I feel very strongly that one of the things that distinguishes Sesame Street is that, unlike (some) other kids' shows, it doesn't pretend that everything is all good all the time. When things get bad, they are willing to acknowledge it, and then they jump right in and try to make things better.
The most commonly cited example of positive response to the WTC attacks is Episode 3981, later released as a DVD called "Elmo Visits the Firehouse." Sometime after the attacks, (I'm not sure when exactly, but this episode premiered in February 2002, so within a five-month timeframe), the Sesame producers reached out to the FDNY and asked what they could do to help. The response was that little kids often get frightened by the sight of firefighters in their protective gear and hide from them, complicating rescue efforts. So the Sesame writers created an episode in which child-surrogate Elmo is traumatized by a grease fire in Hooper's Store and gradually learns to overcome his fears. (You can read about it here and here.)

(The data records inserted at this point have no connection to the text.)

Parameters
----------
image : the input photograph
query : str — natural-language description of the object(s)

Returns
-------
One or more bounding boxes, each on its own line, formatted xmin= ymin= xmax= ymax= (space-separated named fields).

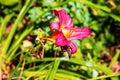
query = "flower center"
xmin=62 ymin=29 xmax=73 ymax=38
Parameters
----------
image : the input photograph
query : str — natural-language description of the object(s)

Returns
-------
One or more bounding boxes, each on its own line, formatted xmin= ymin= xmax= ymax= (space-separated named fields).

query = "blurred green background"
xmin=0 ymin=0 xmax=120 ymax=80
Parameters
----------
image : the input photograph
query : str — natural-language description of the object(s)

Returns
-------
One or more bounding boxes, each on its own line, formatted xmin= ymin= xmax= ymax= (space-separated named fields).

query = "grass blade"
xmin=2 ymin=0 xmax=35 ymax=56
xmin=45 ymin=58 xmax=61 ymax=80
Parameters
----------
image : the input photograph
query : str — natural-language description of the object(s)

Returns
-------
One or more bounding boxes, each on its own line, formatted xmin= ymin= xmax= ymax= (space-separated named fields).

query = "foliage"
xmin=0 ymin=0 xmax=120 ymax=80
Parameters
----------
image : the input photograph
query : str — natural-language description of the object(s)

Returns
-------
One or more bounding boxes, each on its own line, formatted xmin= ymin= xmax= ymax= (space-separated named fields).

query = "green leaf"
xmin=45 ymin=58 xmax=61 ymax=80
xmin=0 ymin=0 xmax=19 ymax=6
xmin=109 ymin=49 xmax=120 ymax=68
xmin=0 ymin=14 xmax=13 ymax=41
xmin=109 ymin=13 xmax=120 ymax=22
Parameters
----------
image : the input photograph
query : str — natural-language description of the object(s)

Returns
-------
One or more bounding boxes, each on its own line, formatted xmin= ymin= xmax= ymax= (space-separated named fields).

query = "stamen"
xmin=42 ymin=38 xmax=55 ymax=43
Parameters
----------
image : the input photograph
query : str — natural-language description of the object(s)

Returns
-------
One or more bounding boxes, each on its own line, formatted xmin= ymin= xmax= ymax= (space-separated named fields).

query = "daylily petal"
xmin=53 ymin=9 xmax=66 ymax=16
xmin=68 ymin=42 xmax=77 ymax=54
xmin=63 ymin=15 xmax=73 ymax=29
xmin=50 ymin=22 xmax=60 ymax=30
xmin=50 ymin=30 xmax=59 ymax=40
xmin=50 ymin=9 xmax=92 ymax=56
xmin=69 ymin=27 xmax=91 ymax=40
xmin=55 ymin=32 xmax=70 ymax=46
xmin=62 ymin=42 xmax=77 ymax=57
xmin=53 ymin=9 xmax=73 ymax=29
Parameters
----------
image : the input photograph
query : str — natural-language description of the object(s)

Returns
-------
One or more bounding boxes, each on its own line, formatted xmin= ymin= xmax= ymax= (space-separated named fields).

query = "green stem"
xmin=45 ymin=58 xmax=61 ymax=80
xmin=2 ymin=0 xmax=35 ymax=55
xmin=0 ymin=14 xmax=13 ymax=41
xmin=69 ymin=58 xmax=113 ymax=75
xmin=109 ymin=49 xmax=120 ymax=68
xmin=7 ymin=9 xmax=50 ymax=61
xmin=88 ymin=74 xmax=120 ymax=80
xmin=7 ymin=24 xmax=34 ymax=61
xmin=70 ymin=0 xmax=110 ymax=12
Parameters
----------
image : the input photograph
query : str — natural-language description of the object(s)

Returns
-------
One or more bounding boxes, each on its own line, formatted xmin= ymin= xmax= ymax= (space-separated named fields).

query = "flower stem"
xmin=0 ymin=0 xmax=35 ymax=70
xmin=2 ymin=0 xmax=35 ymax=56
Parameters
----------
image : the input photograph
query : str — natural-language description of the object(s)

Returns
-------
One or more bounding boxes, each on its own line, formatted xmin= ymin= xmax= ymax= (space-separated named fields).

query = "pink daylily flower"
xmin=50 ymin=9 xmax=91 ymax=57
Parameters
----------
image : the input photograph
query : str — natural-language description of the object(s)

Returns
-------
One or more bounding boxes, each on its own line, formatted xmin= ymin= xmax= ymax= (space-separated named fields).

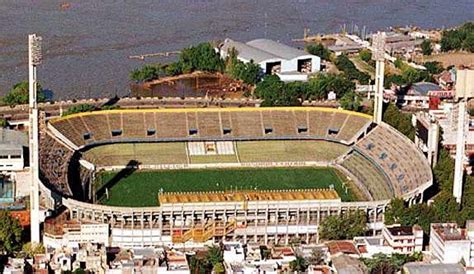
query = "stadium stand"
xmin=196 ymin=111 xmax=222 ymax=137
xmin=337 ymin=115 xmax=369 ymax=142
xmin=49 ymin=108 xmax=371 ymax=147
xmin=39 ymin=133 xmax=74 ymax=196
xmin=355 ymin=124 xmax=432 ymax=196
xmin=341 ymin=151 xmax=394 ymax=200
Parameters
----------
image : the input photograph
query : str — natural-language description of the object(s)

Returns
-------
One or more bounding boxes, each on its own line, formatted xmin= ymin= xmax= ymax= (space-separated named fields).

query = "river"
xmin=0 ymin=0 xmax=472 ymax=99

Now...think for a moment about all the hundreds of thousands of kids who watch Sesame Street on a daily basis and ask yourselves: How many lives do you suppose have been saved in the last 11+ years on account of that one episode? And that was ONE episode of one show that has been on the air for nearly 45 years, in the course of which they have produced THOUSANDS of episodes!!! Mention that the next time someone tries to tell you that public broadcasting isn't valuable.

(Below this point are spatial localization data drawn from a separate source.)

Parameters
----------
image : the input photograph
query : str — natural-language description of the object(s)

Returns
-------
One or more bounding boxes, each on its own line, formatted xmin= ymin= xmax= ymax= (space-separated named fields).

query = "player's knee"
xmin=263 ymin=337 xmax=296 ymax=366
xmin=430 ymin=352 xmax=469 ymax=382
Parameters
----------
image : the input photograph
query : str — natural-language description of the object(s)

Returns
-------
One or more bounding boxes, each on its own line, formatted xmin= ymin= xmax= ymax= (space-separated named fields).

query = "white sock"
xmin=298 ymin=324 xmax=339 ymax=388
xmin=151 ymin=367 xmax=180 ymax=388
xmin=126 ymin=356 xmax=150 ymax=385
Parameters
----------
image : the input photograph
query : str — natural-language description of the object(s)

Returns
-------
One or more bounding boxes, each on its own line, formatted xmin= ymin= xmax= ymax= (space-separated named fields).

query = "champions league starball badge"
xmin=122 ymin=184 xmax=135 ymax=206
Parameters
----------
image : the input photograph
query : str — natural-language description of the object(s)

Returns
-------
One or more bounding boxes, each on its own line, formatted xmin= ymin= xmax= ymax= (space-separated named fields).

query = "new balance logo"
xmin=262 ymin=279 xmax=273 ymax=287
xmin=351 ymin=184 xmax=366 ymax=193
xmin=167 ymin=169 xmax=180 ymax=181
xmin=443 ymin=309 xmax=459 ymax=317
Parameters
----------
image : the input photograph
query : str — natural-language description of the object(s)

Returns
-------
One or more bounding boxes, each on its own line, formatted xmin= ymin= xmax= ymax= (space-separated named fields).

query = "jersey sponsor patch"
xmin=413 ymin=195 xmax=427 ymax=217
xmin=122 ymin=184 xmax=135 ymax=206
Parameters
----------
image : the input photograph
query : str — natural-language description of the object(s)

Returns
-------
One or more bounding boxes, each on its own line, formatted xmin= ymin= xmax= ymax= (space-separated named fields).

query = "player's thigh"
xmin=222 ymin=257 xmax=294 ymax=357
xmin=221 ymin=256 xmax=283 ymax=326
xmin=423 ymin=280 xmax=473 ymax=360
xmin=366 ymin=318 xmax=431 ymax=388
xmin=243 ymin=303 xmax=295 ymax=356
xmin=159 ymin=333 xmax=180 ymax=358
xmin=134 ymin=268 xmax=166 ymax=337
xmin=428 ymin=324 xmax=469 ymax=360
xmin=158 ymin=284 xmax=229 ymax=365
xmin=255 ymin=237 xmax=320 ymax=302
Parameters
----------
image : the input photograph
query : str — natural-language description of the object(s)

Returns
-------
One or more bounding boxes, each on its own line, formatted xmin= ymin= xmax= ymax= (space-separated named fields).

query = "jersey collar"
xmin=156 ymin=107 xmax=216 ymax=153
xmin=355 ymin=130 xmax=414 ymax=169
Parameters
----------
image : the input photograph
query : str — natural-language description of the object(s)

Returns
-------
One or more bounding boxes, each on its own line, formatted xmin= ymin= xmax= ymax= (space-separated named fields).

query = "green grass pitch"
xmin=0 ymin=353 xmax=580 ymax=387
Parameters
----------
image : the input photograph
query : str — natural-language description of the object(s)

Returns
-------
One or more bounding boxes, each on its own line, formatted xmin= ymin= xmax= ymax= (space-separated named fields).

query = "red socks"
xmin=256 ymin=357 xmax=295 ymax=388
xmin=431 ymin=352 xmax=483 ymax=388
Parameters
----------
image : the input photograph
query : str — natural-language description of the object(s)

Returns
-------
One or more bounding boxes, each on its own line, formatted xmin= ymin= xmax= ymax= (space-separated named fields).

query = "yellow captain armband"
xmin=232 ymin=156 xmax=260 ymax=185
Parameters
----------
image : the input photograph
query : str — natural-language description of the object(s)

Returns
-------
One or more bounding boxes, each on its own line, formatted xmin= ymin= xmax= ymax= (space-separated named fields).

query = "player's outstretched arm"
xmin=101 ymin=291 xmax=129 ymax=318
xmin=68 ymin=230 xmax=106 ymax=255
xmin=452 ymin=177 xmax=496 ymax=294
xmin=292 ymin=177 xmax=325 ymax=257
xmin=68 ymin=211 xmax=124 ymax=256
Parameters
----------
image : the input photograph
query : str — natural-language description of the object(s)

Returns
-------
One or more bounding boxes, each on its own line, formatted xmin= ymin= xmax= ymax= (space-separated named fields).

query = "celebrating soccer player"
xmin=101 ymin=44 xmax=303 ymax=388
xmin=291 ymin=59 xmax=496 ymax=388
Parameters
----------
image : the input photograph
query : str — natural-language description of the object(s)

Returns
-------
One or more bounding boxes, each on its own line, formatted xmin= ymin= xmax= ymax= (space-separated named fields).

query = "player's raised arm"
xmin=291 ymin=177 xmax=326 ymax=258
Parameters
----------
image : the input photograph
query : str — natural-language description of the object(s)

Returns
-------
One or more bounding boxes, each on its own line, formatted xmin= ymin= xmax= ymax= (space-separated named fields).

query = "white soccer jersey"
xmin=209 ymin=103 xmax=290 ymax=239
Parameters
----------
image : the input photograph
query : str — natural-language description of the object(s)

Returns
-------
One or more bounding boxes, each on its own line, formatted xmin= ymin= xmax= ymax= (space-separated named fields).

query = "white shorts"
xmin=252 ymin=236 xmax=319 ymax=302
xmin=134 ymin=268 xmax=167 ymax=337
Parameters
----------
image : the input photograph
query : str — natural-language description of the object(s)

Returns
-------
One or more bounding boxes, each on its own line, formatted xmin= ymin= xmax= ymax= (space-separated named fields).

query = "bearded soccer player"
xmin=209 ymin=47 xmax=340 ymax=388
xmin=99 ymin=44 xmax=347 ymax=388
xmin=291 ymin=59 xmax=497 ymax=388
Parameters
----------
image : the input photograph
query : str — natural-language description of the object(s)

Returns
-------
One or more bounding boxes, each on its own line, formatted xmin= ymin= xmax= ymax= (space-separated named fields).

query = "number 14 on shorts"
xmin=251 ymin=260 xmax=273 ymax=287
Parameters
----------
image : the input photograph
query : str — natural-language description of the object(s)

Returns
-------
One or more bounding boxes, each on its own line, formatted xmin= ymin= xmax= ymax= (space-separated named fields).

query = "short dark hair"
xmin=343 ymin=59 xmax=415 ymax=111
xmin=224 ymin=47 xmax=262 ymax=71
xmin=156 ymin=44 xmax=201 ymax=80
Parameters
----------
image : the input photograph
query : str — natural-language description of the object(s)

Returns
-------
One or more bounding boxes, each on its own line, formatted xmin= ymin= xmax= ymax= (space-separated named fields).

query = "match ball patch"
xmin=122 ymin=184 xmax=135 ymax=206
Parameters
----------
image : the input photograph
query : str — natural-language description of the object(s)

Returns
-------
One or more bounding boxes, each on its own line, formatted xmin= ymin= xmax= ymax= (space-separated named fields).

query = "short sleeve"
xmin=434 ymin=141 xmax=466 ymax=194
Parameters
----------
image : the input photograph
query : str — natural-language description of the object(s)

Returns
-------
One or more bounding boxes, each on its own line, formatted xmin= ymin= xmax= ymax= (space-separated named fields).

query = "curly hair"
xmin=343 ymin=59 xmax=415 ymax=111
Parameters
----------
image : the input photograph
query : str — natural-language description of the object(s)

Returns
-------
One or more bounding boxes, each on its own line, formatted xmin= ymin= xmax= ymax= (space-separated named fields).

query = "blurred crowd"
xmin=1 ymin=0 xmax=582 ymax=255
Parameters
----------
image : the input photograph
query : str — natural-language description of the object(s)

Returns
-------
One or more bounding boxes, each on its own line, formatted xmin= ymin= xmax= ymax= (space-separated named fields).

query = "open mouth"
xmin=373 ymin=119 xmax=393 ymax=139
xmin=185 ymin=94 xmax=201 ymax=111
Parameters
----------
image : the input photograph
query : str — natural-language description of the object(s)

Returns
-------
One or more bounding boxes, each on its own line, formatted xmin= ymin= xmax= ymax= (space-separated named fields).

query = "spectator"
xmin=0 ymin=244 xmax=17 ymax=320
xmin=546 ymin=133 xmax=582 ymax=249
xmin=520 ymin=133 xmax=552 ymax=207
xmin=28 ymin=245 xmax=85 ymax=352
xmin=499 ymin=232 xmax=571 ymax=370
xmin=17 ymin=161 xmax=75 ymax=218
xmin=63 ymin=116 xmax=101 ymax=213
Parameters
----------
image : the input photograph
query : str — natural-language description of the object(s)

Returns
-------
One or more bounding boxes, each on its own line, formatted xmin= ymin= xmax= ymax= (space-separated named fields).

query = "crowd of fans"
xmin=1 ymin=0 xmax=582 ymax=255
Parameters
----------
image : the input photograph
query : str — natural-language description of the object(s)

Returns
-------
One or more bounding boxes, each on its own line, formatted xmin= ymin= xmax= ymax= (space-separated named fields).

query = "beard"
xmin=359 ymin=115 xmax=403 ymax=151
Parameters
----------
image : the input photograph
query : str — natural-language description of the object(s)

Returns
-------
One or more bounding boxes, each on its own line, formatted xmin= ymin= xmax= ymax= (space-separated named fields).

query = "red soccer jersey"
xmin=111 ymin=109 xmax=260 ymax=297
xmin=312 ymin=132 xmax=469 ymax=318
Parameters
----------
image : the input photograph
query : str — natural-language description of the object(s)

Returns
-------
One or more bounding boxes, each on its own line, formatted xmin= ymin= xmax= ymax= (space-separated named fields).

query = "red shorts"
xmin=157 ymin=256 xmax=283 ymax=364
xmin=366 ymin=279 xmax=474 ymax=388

But there are other episodes, less often cited but just as significant, dealing with issues of profiling and prejudice, doing so in a way that is age appropriate, upbeat and funny, yet pointedly satirical. For example, in a elegant bit of symbolism from episode 4035, the Big Bad Wolf comes along and blows down Elmo and Rosita's block sculpture of the letter U (think about the shape that a letter U makes when rendered in three dimensions). Later, the wolf's brother Leonard--who is neither big nor bad--arrives on the scene, and Elmo and Rosita freak out and tell him that he can't build his mosque in their neighborhood. Oh, I'm sorry--they tell him to go away and leave their blocks alone. My mistake.1
But perhaps most impressive is the workshop's support initiative for military families. A lot of politicians give lip service to the notion of supporting the troops, but Sesame Street gets out there and actually does it. Moreover, they manage to do it in a completely apolitical way. They don't proselytize or pander; they just go where there's a need and they do what they can to help out.

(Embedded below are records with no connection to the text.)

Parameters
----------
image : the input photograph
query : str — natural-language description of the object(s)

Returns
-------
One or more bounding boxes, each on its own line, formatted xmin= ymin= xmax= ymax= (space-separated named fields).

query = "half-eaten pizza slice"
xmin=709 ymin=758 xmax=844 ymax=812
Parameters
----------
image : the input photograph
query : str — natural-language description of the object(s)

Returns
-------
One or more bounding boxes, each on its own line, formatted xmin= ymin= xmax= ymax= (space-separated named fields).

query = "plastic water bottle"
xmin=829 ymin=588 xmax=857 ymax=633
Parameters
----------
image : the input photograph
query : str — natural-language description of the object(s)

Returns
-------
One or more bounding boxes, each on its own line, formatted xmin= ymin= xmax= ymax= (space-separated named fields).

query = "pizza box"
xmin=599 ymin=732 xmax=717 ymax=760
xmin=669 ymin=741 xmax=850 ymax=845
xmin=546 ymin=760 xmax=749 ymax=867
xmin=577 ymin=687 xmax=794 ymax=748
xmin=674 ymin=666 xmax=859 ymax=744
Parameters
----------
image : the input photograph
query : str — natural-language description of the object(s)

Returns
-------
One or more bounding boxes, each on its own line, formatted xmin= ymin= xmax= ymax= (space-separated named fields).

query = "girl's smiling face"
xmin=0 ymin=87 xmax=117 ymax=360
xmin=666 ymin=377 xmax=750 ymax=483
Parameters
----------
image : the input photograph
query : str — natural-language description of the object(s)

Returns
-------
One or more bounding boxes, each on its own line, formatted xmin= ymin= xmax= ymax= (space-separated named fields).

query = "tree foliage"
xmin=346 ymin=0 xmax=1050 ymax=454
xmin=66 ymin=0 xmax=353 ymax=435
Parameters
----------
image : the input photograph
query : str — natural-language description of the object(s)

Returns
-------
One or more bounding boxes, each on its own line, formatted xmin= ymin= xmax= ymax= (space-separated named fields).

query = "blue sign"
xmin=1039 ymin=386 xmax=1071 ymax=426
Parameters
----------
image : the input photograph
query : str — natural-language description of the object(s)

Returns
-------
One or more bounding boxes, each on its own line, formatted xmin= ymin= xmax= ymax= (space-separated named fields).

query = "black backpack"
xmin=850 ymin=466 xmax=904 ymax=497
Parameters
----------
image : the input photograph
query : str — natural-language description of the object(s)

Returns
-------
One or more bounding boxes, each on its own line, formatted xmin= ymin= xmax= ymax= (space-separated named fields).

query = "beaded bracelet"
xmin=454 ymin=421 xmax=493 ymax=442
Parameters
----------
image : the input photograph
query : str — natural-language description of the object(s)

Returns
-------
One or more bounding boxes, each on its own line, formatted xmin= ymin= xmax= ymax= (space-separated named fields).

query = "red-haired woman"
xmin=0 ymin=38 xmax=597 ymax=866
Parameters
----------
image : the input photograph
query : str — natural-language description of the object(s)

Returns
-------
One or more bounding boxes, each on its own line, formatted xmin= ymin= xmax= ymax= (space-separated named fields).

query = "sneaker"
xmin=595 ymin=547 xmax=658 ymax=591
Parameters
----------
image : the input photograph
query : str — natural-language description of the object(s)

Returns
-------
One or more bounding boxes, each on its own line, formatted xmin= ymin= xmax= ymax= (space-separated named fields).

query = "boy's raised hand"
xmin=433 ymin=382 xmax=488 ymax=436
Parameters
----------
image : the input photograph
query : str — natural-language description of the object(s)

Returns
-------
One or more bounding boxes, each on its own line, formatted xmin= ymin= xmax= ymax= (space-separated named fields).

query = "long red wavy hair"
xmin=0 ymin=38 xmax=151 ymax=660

While they try to focus on practical and achievable goals, they do have loftier ambitions as well. For example, twenty-four years ago, Sesame Street creator Joan Ganz Cooney told Jim Henson of her dream that one day peace would break out in the Middle East over shared recollection of a Bert & Ernie sketch at the negotiating table.2
So that's one reason why I've been posting Bert & Ernie sketches for nearly ten months now. Not just for the fun of it, and not just to celebrate the comedy stylings of two entertainment geniuses (and their protegés), but also to do my small part to give everyone in the world the tools they need to sow the seeds of peace, to light a few candles rather than cursing the darkness.
1To clarify, this episode was conceived of and aired well before all that kerfuffle started about that proposed Manhattan mosque. I guess it's really not so impressive that they were able to anticipate how the public fear and anger about the attacks would dissolve and solidify itself into hatred and prejudice, but I can't help but be impressed at the way that they came up with the perfect response to that issue approximately six years before it even became an issue. Also, considering that Sesame Street is based in New York, and the people involved in it were more affected by the attacks and the aftermath than those of us in podunk, it is fairly impressive that they were able to rise above their own fear and sadness and anger, or at least to use those feelings in a constructive way. But I suppose it helped to have had a commitment to acceptance and understanding for over 30 years at that point.
2Henson had a similar dream, having created Fraggle Rock six years earlier with the express purpose of bringing peace to the world. There are some cynical people who would say that it didn't work, but I don't think he specified a timeframe, so I prefer to think that it hasn't worked YET.